Herkesin aklında Napoli maçı vardı. Hoca da rotasyon yaptı. Aboubakar’ı formda olmasına rağmen kenarda tuttu. Bir test oldu bu...
Evinde 5 maçı var Gençlerbirliği'nin, ikisini büyük takımlarla oynadı. (G.Saray ve Beşiktaş)... 1-0'dan 1-1'e yakalandılar ama onlar standardında oynadı, kapasiteleri bu. Disiplinli oynamaya çalıştılar. Serdar Gürler'in ayağına top tam oturdu pozisyonda. Gözüktüğü kadar kolay vuruşlar değildir bunlar. Yere vurduktan sonra üstten auta bile gidebilirdi.

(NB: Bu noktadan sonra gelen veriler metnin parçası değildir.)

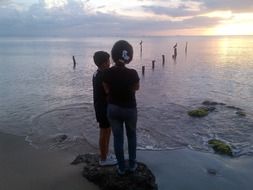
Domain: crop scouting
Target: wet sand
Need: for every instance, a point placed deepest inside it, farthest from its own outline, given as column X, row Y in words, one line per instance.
column 185, row 169
column 25, row 168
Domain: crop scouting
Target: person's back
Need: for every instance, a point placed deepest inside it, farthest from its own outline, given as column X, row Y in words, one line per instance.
column 102, row 60
column 121, row 80
column 121, row 83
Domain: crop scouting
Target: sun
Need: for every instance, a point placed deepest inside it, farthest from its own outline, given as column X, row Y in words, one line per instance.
column 234, row 29
column 239, row 24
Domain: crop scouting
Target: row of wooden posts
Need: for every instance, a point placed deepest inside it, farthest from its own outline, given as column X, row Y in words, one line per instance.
column 153, row 65
column 143, row 67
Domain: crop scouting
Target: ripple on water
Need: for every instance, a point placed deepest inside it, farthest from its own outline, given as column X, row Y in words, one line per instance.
column 162, row 127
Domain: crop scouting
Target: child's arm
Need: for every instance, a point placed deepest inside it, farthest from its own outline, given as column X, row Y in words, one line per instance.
column 106, row 87
column 136, row 86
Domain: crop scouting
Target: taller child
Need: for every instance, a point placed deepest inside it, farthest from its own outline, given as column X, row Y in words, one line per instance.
column 121, row 84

Şenol Hoca, uzun süredir oynamayan Olcay, Talisca ve Quaresma üçlüsünün arkasında Tolgay ile Necip ikilisini kullandı. Necip erken sakatlanınca Adriano'yu onun yerine kaydırıp Tosic'i sol beke çekti. İkinci yarıda ise Marcelo öne çıkıp Adriano'nun tekrar beke dönmesini sağladı. İki kez sol bek değişti. Bundan kaynaklı ne Adriano, ne kısa süreli Tosic, ne de sağ bek Gökhan Gönül'den hücum katkısı sağlayabildi. Şenol Güneş ne kadar önem verirse versin, herkesin aklında belli ki Napoli maçı vardı. Hoca da rotasyon yaptı. Aboubakar'ı formda olmasına rağmen kenarda tuttu. Bir test oldu bu. Beşiktaş vitesi biraz yükseltti, 3-4 tane gol yapabilecek kadar pozisyon buldu. Beşiktaş, Beşiktaş gibi oynadı ikinci yarı ama 1 gol atabildi.
Fabri kesinlikle hatalı golde. Bir pozisyon çıkardı, bir de İrfan'ın frikiğinde doğru tahminde bulundu. Giray Bulak Hoca, "1-4-3-3 demek gerekir taktik dizerken" der. Doğru bir tespit. Ayağı çok iyi diyebiliriz kalecinin ama önce eli iyi olacak! Eli iyi olursa kadayıf, ayağı iyi olursa kaymak olur. Rüştü'nün ayağı nasıldı? Schmeichel'ın nasıldı?